Committee members pressed corrections officials on a widely circulated August 2024 video and on CDCR's use-of-force and investigative practices. Assemblymember Schultz asked whether spraying pepper agents with no imminent threat violated CDCR policy; Kathleen Ratliff, Associate Director for CDCR's Region 2, said it did and described retraining and broader prevention measures provided since the incident. Ratliff also outlined actions taken to strengthen PREA compliance, expand trauma-informed care and increase oversight, saying federal DOJ auditors found Central California Women's Facility and the California Institution for Women in compliance in recent audits.

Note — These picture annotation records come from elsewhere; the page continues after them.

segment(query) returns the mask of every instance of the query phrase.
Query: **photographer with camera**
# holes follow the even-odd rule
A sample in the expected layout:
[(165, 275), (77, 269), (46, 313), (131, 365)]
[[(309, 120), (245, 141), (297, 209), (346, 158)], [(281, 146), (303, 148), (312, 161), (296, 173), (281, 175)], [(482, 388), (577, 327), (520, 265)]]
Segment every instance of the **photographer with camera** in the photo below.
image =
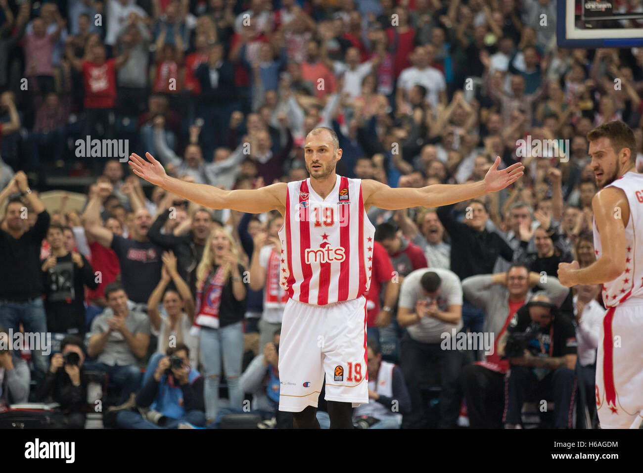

Amariq Singh, California Inspector General, described limited OIG capacity and the office's stepped-up monitoring after SB 1069, saying the OIG is actively monitoring more cases but can only monitor about 25% of complaints with current staff. He reported that since 2025 his office has reviewed hundreds of grievances from CIW and CCWF and was actively monitoring 161 investigations at the time of testimony.
Lawmakers probed whether internal CDCR investigations were completed in a timely manner and whether cases were routed to local prosecutors. CDCR officials said criminal referrals have occurred but that the department must pull data from multiple systems to provide counts; the inspector general and CDCR acknowledged cases have lapsed due to statute-of-limitations constraints and identified investigator shortages as a primary cause. Director-level CDCR staff told the committee they are standing up a specialized PREA team, improving triage and hiring use-of-force consultants to review policy and investigations.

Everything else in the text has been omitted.